W 2010 r. napisałem i wydałem książkę o Kazimierzu Lisieckim – ,,Opowieść o naczelnym dziecku ulicy i jego ferajnie”. W tym czasie nastąpiły duże zmiany w moim życiu prywatnym. Jako wdowiec ożeniłem się ponownie i przeprowadziłem do Pilawy. Zrezygnowałem z funkcji prezesa. Koledzy docenili 38 lat mojej społecznej pracy i na walnym Zebraniu w 2011 r. otrzymałem tytuł Honorowego Prezesa Towarzystwa. W marcu 2011 r. założyłem w Pilawie nowe Koło terenowe Towarzystwa. Pilawianie przyjęli tę inicjatywę z otwartymi rękami. Przez niespełna rok działalności zorganizowaliśmy piknik rodzinny dla 100 osób, rajdy nocne po 50 osób, konkursy dla dzieci i młodzieży o Pilawie, konferencję edukacyjną dla rodziców i nauczycieli ,,Wychowanie ku wartościom”, w której uczestniczyło 250 osób. Przybliżyliśmy m.in. metody wychowawcze Kazimierza Lisieckiego ,,Dziadka”. Miejscowi emerytowani nauczyciele, członkowie Koła, w popołudniowej świetlicy w szkole pomagają nieodpłatnie dzieciom w odrabianiu lekcji z różnych przedmiotów. Ja raz w tygodniu pomagam dzieciom w nauce języka angielskiego. Naszym głównym zadaniem jest założenie w Pilawie Ogniska na wzór ognisk ,,Dziadka” Lisieckiego.

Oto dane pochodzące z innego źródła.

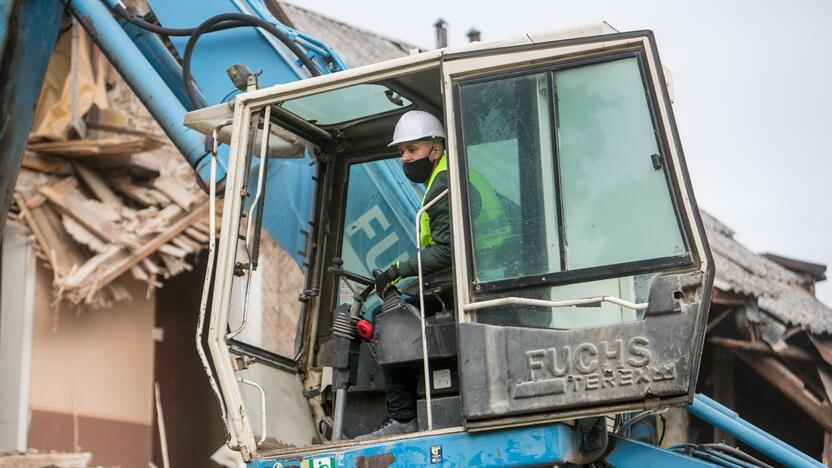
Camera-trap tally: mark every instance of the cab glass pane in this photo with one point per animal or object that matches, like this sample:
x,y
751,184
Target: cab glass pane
x,y
617,206
510,167
343,105
376,233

Praca społeczna nie przeszkodziła mi w założeniu rodziny, wychowaniu dwóch wspaniałych córek, pracy zawodowej. To moja pasja, którą realizuję do dziś. Obecnie wspiera mnie moja żona Maria, nauczycielka, też pasjonatka pracy społecznej na rzecz dzieci i młodzieży.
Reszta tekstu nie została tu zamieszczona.